Kate was standing behind the shutter, looking down the street along which the four riders were rapidly vanishing. At the corner where they turned one of the horses shied and reared, bringing down its iron-shod hoofs sharply on the pavement with a little jet of sparks, and almost throwing its rider. Instinctively the girl uttered a little cry, and set her hand against her side.

"What said Wat to you, dearest Kate," asked Maisie, again, altering the form of her question, "that you sent him thus speechless and dumfoundered away? He passed me at the stair-head as if he knew me not."

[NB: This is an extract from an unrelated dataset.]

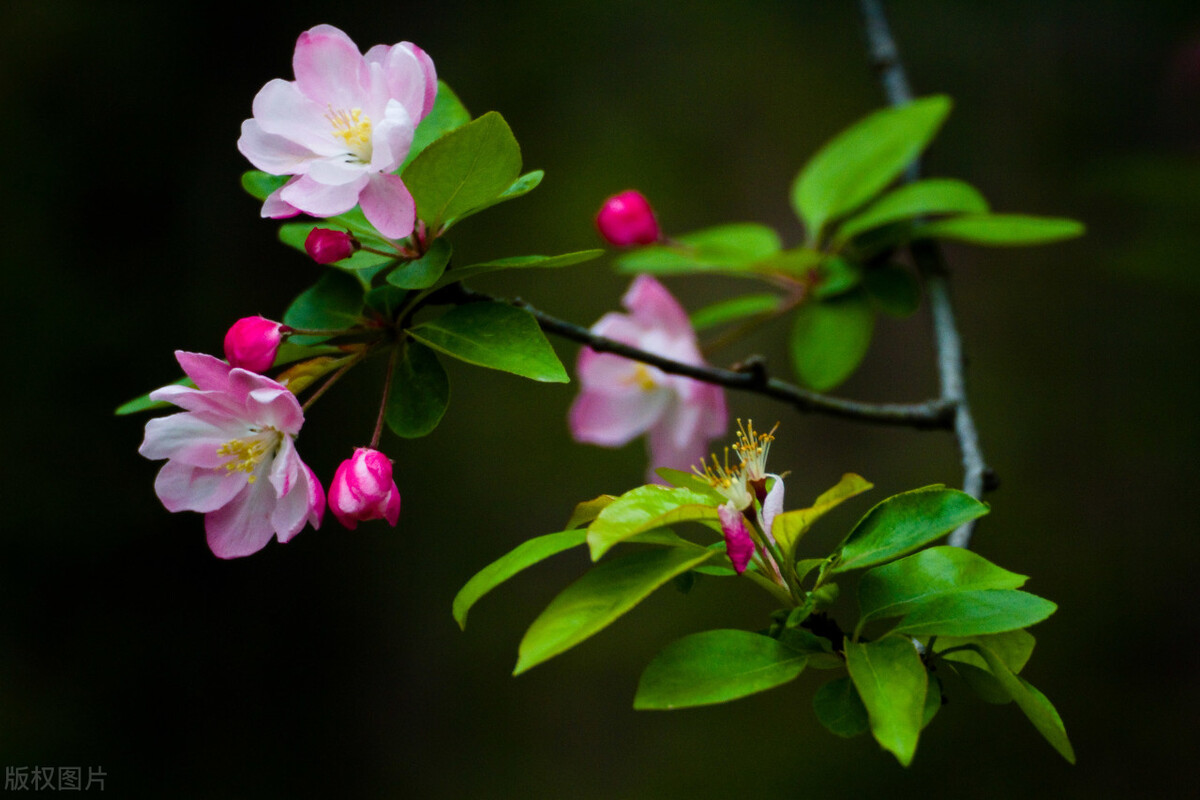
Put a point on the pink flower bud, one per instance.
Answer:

Finding Kate still absorbed and silent, Maisie sat down in her own chair and waited. Presently, with a long sigh, the girl sank on her knees beside her, and, taking her friend's hand, set it on her head. With sympathetic and well-accustomed fingers Maisie, as was her custom, softly smoothed and caressed the dark tangle of curls. She did not utter a word till she heard a quick sob catch at the bottom of Kate's throat. Then she spoke very low, leaning forward till she could lay her cheek against the girl's brow.

"What said he? Tell me, dearest, if you can; tell your gossip, Maisie," she whispered.

It was a voice that not many could resist when it pleaded thus – most like a dove cooing to its mate in the early summer mornings.

There fell a silence for a while in the little upper room; but Maisie the wise one did not again speak. She only waited.

"Oh, I hate him!" at last said Kate McGhie, lifting her head with centred intensity of expression.

Maisie smiled a little, indulgently, leaning back so that her friend's dark eyes should not notice it. She smiled as one who is in the things of love at least a thousand years older, and who in her day has seen and tasted bread sweet and bread bitter.

"And certainly you do well to hate him, my Kate," this cunning Mistress Maisie said, very gently, her hand continuing to run softly through the meshes of Kate's curls; "nevertheless, for all that you are glad that he kissed you."

The girl lifted her head as quickly from its resting-place as though a needle had pricked her unawares. She eyed her friend with a grave, shocked surprise.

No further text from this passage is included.